I recommend reading a copy of Seth Klarman’s Margin of Safety book to learn more. Seth is the billionaire investor who compounded capital at 20% annually at the Baupost Group. He had an impressive track record.

His book was published in 1991 and is hard to find because it is out of print. But he is the recent investor I have come across who studied margin of safety in great detail.

How to value businesses

In the Intelligent Investor, Graham emphasized the importance of simple valuation models over complex ones when buying stocks. This was important to me because I wanted to screen thousands of stocks like Buffett did when he read the Moody’s manual for ideas.

Fortunately for me at the time, I read this book right after the Great Recession hit in 2008. Which meant two things as an investor. First, everything was of value since the entire market was in distress. Second, only companies with strong balance sheets would survive the recession. Meaning, only the best companies survived the credit crunch. So anything on the stock market at the time was worth buying and studying. It was a very profitable time to be a value investor.

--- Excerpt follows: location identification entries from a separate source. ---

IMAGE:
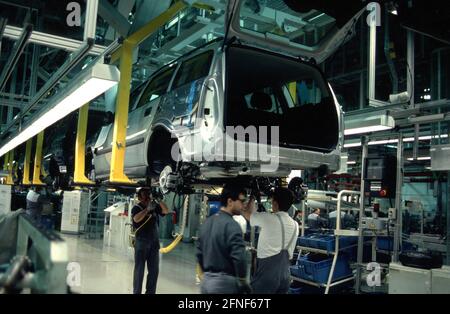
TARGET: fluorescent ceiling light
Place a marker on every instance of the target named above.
(85, 87)
(352, 145)
(369, 125)
(316, 17)
(420, 158)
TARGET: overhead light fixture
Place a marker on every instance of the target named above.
(316, 17)
(86, 86)
(369, 125)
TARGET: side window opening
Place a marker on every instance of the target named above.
(157, 87)
(264, 100)
(302, 92)
(193, 69)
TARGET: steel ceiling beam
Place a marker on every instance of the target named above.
(52, 41)
(114, 18)
(14, 57)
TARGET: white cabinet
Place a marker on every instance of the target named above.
(408, 280)
(74, 212)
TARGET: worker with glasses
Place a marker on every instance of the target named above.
(221, 248)
(276, 243)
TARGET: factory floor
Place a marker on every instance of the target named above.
(105, 270)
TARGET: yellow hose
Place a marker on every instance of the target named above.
(177, 240)
(172, 245)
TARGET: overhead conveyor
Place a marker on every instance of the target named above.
(125, 53)
(26, 166)
(8, 167)
(38, 160)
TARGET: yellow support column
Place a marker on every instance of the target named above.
(38, 160)
(9, 178)
(80, 147)
(139, 36)
(26, 165)
(5, 164)
(116, 174)
(293, 91)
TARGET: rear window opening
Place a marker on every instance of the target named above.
(265, 89)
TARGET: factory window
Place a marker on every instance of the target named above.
(193, 69)
(157, 87)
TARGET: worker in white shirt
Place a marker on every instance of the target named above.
(276, 243)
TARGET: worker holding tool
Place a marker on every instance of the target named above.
(276, 243)
(221, 247)
(145, 217)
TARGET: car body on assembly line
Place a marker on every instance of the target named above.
(262, 74)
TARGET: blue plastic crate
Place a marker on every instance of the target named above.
(295, 271)
(326, 241)
(320, 270)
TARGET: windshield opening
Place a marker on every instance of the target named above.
(265, 89)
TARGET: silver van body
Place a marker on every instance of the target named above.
(202, 102)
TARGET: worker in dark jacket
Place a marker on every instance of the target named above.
(221, 247)
(145, 222)
(35, 200)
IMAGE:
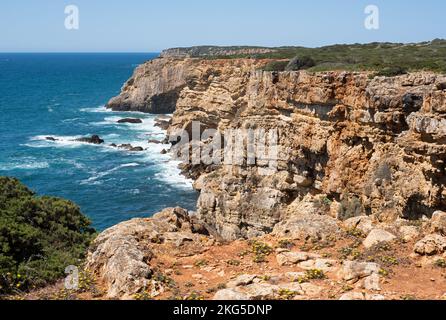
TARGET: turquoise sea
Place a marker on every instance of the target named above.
(63, 96)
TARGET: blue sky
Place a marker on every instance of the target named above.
(149, 26)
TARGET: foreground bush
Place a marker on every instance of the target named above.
(39, 237)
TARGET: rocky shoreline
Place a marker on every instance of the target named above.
(359, 188)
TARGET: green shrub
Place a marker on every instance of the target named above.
(39, 237)
(276, 66)
(300, 63)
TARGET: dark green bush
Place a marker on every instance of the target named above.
(39, 237)
(300, 63)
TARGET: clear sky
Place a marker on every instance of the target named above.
(152, 25)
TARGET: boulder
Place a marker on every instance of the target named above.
(378, 236)
(242, 280)
(361, 223)
(130, 120)
(372, 282)
(120, 257)
(431, 245)
(230, 295)
(409, 233)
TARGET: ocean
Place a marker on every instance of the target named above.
(63, 96)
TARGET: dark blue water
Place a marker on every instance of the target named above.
(62, 95)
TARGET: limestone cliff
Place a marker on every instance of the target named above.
(350, 144)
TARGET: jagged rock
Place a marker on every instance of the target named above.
(354, 271)
(291, 258)
(242, 280)
(325, 265)
(120, 256)
(409, 233)
(361, 296)
(230, 295)
(336, 136)
(372, 282)
(178, 238)
(431, 245)
(163, 124)
(377, 236)
(130, 120)
(307, 226)
(438, 222)
(95, 139)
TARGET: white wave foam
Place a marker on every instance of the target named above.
(24, 164)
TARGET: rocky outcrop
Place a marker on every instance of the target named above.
(121, 256)
(213, 51)
(154, 87)
(95, 139)
(130, 120)
(349, 145)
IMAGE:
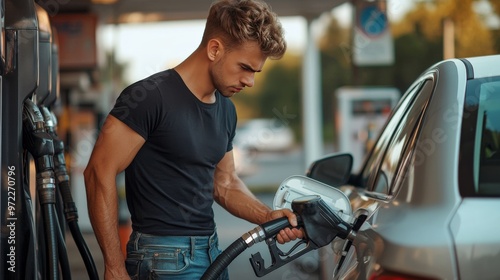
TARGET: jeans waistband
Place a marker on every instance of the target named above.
(193, 242)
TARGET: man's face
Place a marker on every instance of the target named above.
(233, 70)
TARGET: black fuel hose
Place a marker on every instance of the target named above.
(51, 228)
(84, 250)
(63, 254)
(258, 234)
(224, 259)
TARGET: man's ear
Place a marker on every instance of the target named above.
(214, 49)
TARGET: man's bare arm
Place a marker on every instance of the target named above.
(232, 194)
(115, 148)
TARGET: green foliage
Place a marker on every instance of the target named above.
(418, 44)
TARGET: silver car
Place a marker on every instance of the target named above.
(426, 203)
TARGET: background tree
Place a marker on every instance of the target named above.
(418, 44)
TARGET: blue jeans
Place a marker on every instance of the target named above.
(171, 257)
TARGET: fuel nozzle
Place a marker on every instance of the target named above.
(321, 223)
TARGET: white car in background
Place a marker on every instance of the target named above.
(264, 135)
(429, 191)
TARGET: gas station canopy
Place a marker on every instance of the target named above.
(126, 11)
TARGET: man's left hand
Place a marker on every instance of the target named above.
(287, 234)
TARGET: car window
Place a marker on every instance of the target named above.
(480, 139)
(399, 150)
(372, 163)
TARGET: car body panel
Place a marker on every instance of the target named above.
(476, 241)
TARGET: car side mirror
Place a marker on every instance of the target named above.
(333, 170)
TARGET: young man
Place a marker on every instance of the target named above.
(172, 134)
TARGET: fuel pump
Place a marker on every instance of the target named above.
(19, 80)
(32, 241)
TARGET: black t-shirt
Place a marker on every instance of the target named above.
(169, 184)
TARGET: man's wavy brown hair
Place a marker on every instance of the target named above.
(239, 21)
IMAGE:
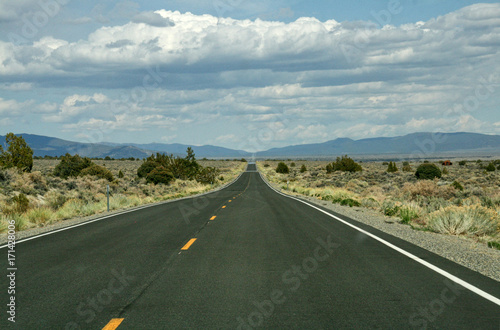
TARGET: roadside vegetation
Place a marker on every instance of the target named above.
(49, 190)
(458, 199)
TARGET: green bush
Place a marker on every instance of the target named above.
(21, 203)
(346, 164)
(408, 214)
(98, 171)
(71, 166)
(18, 154)
(494, 245)
(146, 168)
(457, 186)
(207, 175)
(428, 171)
(491, 167)
(392, 168)
(159, 175)
(282, 168)
(350, 202)
(390, 208)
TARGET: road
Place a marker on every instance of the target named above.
(259, 259)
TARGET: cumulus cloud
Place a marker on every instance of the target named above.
(153, 19)
(308, 80)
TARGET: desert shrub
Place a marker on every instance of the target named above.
(146, 168)
(55, 200)
(207, 175)
(21, 203)
(159, 175)
(494, 245)
(491, 167)
(406, 168)
(392, 168)
(472, 220)
(370, 202)
(98, 171)
(40, 215)
(4, 176)
(457, 185)
(71, 166)
(350, 202)
(346, 164)
(18, 154)
(40, 184)
(282, 168)
(425, 188)
(428, 172)
(408, 213)
(390, 208)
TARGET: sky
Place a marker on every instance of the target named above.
(248, 75)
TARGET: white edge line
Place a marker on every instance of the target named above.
(438, 270)
(120, 213)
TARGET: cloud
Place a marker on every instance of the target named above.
(303, 81)
(14, 108)
(79, 20)
(152, 19)
(16, 86)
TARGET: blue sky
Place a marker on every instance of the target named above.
(248, 74)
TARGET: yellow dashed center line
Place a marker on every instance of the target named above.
(113, 324)
(188, 244)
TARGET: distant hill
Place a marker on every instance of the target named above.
(200, 151)
(49, 146)
(416, 143)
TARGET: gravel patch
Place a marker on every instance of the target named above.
(460, 249)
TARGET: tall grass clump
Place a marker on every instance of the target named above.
(473, 220)
(40, 216)
(409, 212)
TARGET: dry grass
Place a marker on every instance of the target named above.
(434, 205)
(54, 199)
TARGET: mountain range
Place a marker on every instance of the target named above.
(416, 144)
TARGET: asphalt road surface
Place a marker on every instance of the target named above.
(244, 257)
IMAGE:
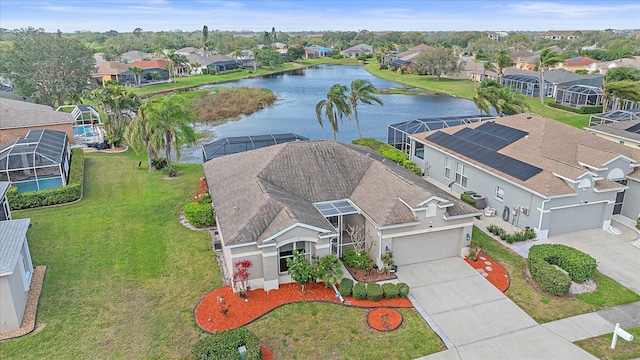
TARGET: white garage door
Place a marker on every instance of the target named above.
(576, 219)
(425, 247)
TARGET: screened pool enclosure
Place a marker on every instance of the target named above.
(233, 145)
(39, 160)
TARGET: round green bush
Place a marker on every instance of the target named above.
(199, 215)
(224, 345)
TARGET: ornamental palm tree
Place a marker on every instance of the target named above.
(335, 106)
(170, 118)
(362, 91)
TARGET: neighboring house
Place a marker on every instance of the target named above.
(315, 51)
(623, 132)
(135, 55)
(16, 270)
(304, 196)
(114, 71)
(17, 118)
(355, 51)
(536, 172)
(151, 67)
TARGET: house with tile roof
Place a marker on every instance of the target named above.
(535, 172)
(17, 118)
(16, 268)
(306, 195)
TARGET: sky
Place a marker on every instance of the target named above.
(319, 15)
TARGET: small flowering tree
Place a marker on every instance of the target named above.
(240, 278)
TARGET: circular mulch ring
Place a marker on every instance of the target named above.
(384, 319)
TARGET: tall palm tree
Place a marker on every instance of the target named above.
(170, 117)
(546, 59)
(336, 106)
(362, 91)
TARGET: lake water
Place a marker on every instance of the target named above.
(300, 90)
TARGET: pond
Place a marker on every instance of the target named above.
(299, 91)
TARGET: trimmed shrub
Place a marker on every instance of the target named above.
(71, 192)
(360, 291)
(390, 290)
(224, 345)
(403, 290)
(468, 199)
(374, 292)
(346, 287)
(579, 267)
(199, 215)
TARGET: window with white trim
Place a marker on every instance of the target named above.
(447, 169)
(460, 178)
(286, 252)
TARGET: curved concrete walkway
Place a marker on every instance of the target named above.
(476, 320)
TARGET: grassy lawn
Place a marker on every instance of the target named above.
(123, 274)
(544, 308)
(464, 89)
(315, 330)
(600, 346)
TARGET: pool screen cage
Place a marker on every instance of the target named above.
(39, 160)
(233, 145)
(614, 116)
(577, 96)
(398, 134)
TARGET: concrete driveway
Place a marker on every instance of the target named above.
(615, 255)
(475, 319)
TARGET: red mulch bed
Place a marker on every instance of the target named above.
(240, 312)
(384, 319)
(496, 274)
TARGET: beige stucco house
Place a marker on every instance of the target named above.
(304, 195)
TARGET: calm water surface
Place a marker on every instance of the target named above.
(300, 90)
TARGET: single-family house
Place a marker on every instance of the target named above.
(623, 132)
(535, 172)
(114, 71)
(17, 118)
(305, 195)
(355, 51)
(16, 270)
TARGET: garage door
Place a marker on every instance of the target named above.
(576, 219)
(425, 247)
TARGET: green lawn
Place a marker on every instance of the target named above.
(123, 274)
(600, 346)
(315, 330)
(544, 308)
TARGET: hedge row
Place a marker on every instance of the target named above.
(71, 192)
(588, 109)
(390, 153)
(372, 291)
(579, 267)
(224, 345)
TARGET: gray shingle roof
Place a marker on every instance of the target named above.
(12, 235)
(261, 192)
(19, 114)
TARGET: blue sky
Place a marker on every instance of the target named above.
(297, 15)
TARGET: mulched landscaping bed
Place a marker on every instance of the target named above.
(491, 270)
(384, 319)
(209, 317)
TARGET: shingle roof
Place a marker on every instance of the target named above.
(20, 114)
(554, 147)
(261, 192)
(12, 235)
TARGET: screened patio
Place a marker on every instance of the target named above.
(39, 160)
(398, 134)
(614, 116)
(237, 144)
(528, 85)
(577, 96)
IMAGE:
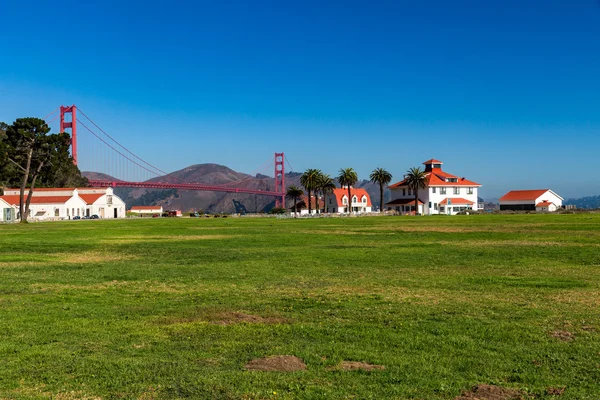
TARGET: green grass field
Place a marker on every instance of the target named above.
(175, 308)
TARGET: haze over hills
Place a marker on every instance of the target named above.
(214, 202)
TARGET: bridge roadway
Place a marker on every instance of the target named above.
(182, 186)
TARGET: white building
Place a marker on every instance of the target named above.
(8, 212)
(66, 203)
(337, 201)
(444, 193)
(147, 211)
(531, 200)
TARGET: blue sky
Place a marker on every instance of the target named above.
(506, 93)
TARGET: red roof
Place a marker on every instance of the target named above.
(48, 189)
(145, 207)
(455, 200)
(339, 193)
(437, 177)
(15, 199)
(519, 195)
(91, 198)
(402, 202)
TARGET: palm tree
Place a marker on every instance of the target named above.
(416, 179)
(309, 180)
(325, 185)
(294, 192)
(382, 177)
(348, 177)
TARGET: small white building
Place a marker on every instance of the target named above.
(531, 200)
(337, 201)
(8, 212)
(444, 193)
(146, 211)
(302, 205)
(66, 203)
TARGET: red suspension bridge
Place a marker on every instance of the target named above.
(102, 153)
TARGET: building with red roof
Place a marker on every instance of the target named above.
(531, 200)
(337, 201)
(66, 203)
(444, 193)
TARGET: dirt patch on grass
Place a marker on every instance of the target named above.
(238, 318)
(552, 391)
(276, 364)
(150, 238)
(490, 392)
(356, 366)
(92, 257)
(565, 336)
(225, 318)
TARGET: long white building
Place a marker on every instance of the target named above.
(444, 193)
(66, 203)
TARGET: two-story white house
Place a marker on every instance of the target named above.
(444, 193)
(337, 201)
(66, 203)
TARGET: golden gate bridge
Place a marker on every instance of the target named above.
(107, 156)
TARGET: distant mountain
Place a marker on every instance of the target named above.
(584, 202)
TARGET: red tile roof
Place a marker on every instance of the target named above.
(339, 193)
(145, 207)
(437, 177)
(520, 195)
(455, 200)
(401, 202)
(15, 200)
(91, 198)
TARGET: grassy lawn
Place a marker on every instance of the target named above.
(175, 308)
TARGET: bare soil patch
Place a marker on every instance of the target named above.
(357, 365)
(276, 364)
(238, 317)
(552, 391)
(565, 336)
(490, 392)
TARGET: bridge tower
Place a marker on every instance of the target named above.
(70, 124)
(280, 179)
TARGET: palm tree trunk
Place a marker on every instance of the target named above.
(23, 184)
(380, 197)
(295, 207)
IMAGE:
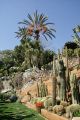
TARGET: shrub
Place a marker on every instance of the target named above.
(13, 98)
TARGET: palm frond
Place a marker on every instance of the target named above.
(45, 36)
(49, 24)
(51, 29)
(26, 22)
(44, 19)
(48, 35)
(29, 16)
(48, 31)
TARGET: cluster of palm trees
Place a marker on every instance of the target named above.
(32, 29)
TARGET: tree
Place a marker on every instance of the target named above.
(35, 27)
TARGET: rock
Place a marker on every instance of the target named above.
(71, 109)
(58, 109)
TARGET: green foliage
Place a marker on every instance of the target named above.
(48, 102)
(17, 111)
(35, 26)
(43, 91)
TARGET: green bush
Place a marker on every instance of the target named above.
(13, 98)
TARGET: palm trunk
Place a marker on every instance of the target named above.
(54, 83)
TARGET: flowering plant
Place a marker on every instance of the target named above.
(39, 104)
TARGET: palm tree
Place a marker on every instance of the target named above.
(35, 27)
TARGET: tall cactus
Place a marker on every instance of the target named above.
(61, 75)
(37, 90)
(73, 88)
(43, 90)
(54, 81)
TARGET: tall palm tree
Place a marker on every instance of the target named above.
(36, 26)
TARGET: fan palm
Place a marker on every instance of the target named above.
(36, 26)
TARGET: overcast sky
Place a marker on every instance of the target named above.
(64, 13)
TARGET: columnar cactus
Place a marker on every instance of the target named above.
(54, 81)
(73, 88)
(61, 75)
(37, 90)
(43, 91)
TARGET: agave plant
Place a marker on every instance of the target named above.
(36, 26)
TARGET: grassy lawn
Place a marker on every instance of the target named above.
(17, 111)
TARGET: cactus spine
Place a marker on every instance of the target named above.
(54, 81)
(43, 91)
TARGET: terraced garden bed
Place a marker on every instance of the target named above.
(17, 111)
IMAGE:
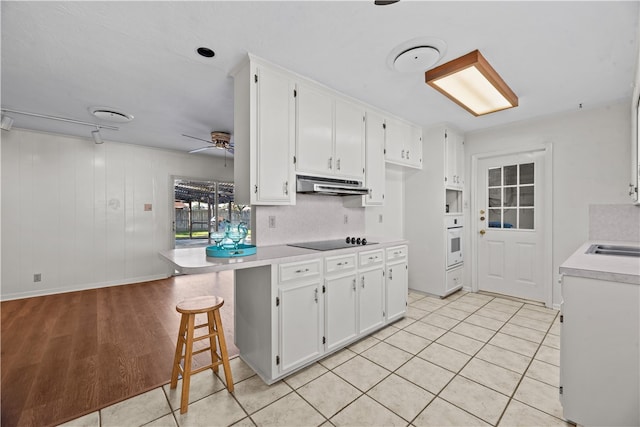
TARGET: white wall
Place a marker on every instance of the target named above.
(591, 155)
(74, 211)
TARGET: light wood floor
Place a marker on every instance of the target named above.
(69, 354)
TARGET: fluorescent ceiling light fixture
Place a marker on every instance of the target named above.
(472, 83)
(6, 122)
(96, 136)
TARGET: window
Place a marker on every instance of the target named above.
(205, 206)
(510, 194)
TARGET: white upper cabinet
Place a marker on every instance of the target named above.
(314, 142)
(330, 135)
(264, 134)
(375, 173)
(349, 139)
(403, 145)
(454, 153)
(374, 152)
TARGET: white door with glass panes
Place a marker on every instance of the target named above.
(510, 224)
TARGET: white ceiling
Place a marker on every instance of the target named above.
(61, 58)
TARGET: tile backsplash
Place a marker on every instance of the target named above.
(614, 222)
(314, 217)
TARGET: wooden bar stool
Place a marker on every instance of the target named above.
(189, 308)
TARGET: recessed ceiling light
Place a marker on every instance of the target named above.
(416, 55)
(206, 52)
(110, 115)
(419, 58)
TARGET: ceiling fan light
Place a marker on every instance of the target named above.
(472, 83)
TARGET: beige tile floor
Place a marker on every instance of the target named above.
(470, 359)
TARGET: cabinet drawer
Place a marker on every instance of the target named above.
(340, 263)
(454, 279)
(370, 258)
(396, 252)
(299, 270)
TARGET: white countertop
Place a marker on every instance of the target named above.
(612, 268)
(195, 260)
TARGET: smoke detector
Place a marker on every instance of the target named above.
(110, 115)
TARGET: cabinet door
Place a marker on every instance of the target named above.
(413, 147)
(349, 140)
(374, 166)
(300, 324)
(340, 309)
(371, 299)
(454, 161)
(396, 135)
(275, 135)
(314, 143)
(397, 290)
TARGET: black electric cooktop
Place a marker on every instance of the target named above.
(328, 245)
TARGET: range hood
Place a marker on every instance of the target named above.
(330, 186)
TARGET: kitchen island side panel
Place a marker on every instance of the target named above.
(255, 325)
(600, 352)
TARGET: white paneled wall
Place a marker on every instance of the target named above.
(73, 211)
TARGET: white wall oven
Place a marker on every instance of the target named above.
(454, 241)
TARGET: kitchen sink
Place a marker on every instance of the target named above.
(632, 251)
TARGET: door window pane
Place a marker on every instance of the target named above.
(511, 175)
(495, 197)
(526, 173)
(495, 177)
(511, 196)
(495, 220)
(526, 219)
(526, 195)
(510, 218)
(510, 193)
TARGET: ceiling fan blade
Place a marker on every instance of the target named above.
(199, 139)
(197, 150)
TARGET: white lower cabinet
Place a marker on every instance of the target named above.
(371, 291)
(371, 301)
(396, 283)
(300, 324)
(454, 279)
(341, 304)
(288, 315)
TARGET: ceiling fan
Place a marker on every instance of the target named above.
(219, 140)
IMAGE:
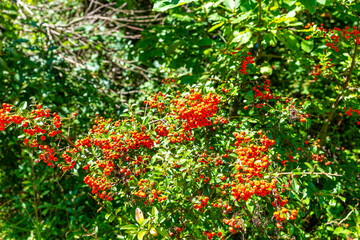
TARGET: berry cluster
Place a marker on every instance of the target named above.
(246, 60)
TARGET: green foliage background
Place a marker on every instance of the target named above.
(87, 57)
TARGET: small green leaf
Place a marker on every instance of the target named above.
(129, 227)
(139, 216)
(242, 38)
(23, 105)
(309, 5)
(307, 45)
(141, 234)
(216, 27)
(163, 232)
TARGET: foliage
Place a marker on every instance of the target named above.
(253, 132)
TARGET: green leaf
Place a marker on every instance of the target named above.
(23, 105)
(164, 5)
(111, 218)
(141, 234)
(129, 227)
(242, 38)
(163, 232)
(231, 4)
(266, 70)
(291, 41)
(216, 26)
(172, 47)
(309, 5)
(3, 64)
(139, 216)
(307, 45)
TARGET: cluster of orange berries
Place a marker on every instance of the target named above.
(152, 194)
(211, 235)
(266, 87)
(48, 156)
(225, 90)
(252, 163)
(39, 112)
(99, 187)
(155, 103)
(227, 208)
(281, 216)
(220, 119)
(6, 117)
(246, 60)
(203, 201)
(161, 130)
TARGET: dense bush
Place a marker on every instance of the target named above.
(253, 131)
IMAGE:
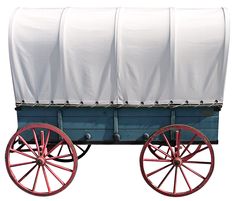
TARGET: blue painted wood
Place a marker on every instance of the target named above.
(133, 123)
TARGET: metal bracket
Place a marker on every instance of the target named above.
(116, 135)
(60, 120)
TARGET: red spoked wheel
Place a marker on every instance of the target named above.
(182, 166)
(28, 162)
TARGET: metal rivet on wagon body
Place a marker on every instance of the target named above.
(87, 136)
(146, 136)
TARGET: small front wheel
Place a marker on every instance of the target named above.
(28, 162)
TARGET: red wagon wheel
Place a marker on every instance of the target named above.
(187, 160)
(31, 168)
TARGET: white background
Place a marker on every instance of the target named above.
(112, 172)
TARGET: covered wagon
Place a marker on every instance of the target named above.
(116, 76)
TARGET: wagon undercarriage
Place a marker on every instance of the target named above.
(151, 77)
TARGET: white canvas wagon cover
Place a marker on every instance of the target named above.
(118, 55)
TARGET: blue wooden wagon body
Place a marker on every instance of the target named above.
(117, 76)
(126, 125)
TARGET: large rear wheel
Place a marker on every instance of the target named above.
(28, 162)
(180, 166)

Later on, when I read Security Analysis, I understood the importance of valuing a business based on earnings (P/E ratio) and the book value (P/B ratio). Both of these metrics were helpful in screening thousands of stocks.

Thoughts on speculation vs. investing

Reading the Intelligent Investor was my gateway into the world of valuing the fundamentals of business. As a young investor, technical analysis seemed cool but the charts and graphs never made much sense to me.

But since I was studying finance and accounting at the time, valuing the fundamentals of a business was more of my language. At the time, most business schools didn’t offer any courses in value investing. Many still don’t. Which is why I found it fascinating that Warren Buffett sought Ben Graham to teach him the ways at Columbia University in 1951.

In the Intelligent Investor, Graham distinguishes between investing (analyzing businesses and buying with a margin of safety) and speculation (relying on market trends and emotions). He emphasizes the importance of being an investor, not a speculator, to achieve long-term success.

Remember, that a stock is not just a ticker on a screen. It is an ownership interest in an actual business. This is the fundamental idea you will find over and over again in the Graham school of investing.